The star athlete, the one with no flaws or defects, the one who never loses, is going to take the fall for you. He’s going to take the penalty. As often as you and I get into trouble, we should be thrown out entirely, but Jesus is going to take that instead. The athlete analogy only goes so far here. It isn’t having to sit on the bench for the rest of the game. It’s being cast out to where you are utterly and completely alone with no one to comfort you.

The perfect man dying for you, and not just the perfect man, but God himself, dying for you. He heals your brokenness, not by ignoring it or saying it doesn’t matter. Instead he trades it. His perfection for your brokenness. Everything the Father saw in his Son is yours now.

There’s no reason anyone would do this. Certainly no athlete would make such an exchange. The little leaguer suddenly has the career stats of the major league all star and the former all star is a nobody, ignored and forgotten. Jesus shows how far short we are, but, in doing so, shows what it means for him to take on our sin. He shows us how far down he has to fall in order to lift us up. There is no other explanation for this than love, his love for people who do little more than make a mess of everything he has done. He chooses to save us anyway. He chooses to give up everything anyway in order to heal us, in order to save us, in order for us to be the people he made us to be.

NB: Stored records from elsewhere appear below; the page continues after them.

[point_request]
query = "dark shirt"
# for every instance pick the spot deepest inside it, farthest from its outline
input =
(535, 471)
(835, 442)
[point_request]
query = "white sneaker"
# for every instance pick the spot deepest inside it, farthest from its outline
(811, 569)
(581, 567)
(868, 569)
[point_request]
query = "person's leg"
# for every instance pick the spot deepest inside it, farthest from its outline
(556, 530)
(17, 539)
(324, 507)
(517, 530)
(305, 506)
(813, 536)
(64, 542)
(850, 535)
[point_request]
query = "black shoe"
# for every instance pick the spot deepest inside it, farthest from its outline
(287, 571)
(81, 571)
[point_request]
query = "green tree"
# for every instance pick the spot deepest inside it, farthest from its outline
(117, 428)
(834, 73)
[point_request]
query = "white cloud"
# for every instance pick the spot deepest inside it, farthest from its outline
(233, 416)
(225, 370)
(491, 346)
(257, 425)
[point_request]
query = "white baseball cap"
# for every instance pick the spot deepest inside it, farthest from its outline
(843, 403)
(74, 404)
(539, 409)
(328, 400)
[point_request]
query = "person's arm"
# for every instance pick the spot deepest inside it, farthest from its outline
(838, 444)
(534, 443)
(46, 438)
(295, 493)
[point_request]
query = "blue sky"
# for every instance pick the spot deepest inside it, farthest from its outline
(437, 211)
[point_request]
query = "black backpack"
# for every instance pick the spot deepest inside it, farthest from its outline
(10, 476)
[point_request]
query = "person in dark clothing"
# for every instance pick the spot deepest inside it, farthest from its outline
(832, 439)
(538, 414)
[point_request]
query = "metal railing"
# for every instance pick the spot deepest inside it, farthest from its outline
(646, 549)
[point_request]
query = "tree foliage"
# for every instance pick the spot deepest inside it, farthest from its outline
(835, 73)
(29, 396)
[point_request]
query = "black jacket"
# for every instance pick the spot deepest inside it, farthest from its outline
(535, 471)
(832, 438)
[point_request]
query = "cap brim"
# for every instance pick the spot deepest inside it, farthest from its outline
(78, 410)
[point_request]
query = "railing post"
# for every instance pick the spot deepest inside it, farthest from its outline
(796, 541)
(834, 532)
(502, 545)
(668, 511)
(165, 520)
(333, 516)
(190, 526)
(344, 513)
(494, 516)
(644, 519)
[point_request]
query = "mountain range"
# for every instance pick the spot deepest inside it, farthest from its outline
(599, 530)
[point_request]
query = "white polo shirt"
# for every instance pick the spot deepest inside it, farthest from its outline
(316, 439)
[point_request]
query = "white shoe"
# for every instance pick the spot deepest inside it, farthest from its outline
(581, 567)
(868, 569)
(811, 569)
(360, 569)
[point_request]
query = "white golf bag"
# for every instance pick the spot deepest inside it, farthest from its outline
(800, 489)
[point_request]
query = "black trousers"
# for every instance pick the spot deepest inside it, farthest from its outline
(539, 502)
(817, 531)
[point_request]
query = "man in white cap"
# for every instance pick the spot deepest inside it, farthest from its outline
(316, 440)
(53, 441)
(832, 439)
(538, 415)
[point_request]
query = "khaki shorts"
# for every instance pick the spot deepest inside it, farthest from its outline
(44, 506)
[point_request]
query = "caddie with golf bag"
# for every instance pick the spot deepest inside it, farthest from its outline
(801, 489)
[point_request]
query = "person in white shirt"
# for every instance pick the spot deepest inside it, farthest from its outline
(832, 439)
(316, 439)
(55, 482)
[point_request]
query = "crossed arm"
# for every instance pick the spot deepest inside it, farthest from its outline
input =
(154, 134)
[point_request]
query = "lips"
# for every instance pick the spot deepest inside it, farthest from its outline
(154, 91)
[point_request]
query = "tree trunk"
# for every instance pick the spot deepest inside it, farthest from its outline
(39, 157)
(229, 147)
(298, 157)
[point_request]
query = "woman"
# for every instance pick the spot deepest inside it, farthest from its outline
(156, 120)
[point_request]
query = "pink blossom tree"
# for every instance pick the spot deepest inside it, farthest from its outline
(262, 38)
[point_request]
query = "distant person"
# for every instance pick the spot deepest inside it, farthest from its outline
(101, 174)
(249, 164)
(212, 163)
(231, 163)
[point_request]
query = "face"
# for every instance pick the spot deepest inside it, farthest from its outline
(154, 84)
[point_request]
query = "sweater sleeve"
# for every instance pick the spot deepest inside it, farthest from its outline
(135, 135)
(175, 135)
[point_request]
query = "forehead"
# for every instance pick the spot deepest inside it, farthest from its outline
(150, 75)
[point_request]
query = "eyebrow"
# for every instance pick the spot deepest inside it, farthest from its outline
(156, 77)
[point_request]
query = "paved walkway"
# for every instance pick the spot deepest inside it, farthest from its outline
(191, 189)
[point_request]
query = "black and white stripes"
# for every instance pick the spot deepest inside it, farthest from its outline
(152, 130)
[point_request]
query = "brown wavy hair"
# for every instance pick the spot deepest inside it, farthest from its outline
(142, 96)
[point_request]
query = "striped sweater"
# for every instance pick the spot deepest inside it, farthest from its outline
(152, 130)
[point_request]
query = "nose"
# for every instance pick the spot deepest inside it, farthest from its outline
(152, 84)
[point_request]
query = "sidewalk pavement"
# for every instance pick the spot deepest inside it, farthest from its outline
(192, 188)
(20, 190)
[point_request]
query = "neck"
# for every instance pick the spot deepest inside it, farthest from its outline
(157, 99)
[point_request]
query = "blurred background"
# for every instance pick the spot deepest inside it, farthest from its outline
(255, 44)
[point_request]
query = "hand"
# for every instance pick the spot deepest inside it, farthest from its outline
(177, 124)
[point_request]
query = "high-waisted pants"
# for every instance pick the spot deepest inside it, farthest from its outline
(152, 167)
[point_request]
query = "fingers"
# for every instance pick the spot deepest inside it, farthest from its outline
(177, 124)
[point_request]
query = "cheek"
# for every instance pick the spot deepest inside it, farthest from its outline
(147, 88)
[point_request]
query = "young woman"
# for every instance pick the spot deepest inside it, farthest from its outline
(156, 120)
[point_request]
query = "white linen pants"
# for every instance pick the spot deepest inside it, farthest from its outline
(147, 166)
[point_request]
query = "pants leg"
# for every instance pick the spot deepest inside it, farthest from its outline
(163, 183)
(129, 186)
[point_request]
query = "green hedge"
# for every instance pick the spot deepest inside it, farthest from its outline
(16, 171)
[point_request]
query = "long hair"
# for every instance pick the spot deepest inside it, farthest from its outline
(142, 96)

The season of Lent begins this upcoming week and we’ll meditate on that final journey more. We’ll see his last days and last hours with the disciples before his death. We’ll reflect more on just what it means for him to die for us. But then we’ll also see him rise again. We’ll see his righteousness on display once more.

If you go to the store, you can usually buy a jersey with your favorite athlete’s name and number on it, hockey, football, baseball, just about any sport that does something like that, you can find their jersey somewhere. It’s a way to show off who your favorites are. But, they aren’t real. No one’s likely to mistake you for a major league pitcher, an NFL linebacker, an NBA point guard. In Christ, in his death and resurrection, in making this exchange with us, something wonderful happens. As St. Paul says, when we are baptized into Christ, we put on Christ. The white robes that Jesus reveals here on the mountaintop become yours. The all star gives you his own jersey and your Heavenly Father treats it like the real thing. He looks at you, and all he sees is Jesus, his perfect righteousness covering all of your sins.

This Lenten season, consider the gift you’ve been given and what had to happen for you to receive it.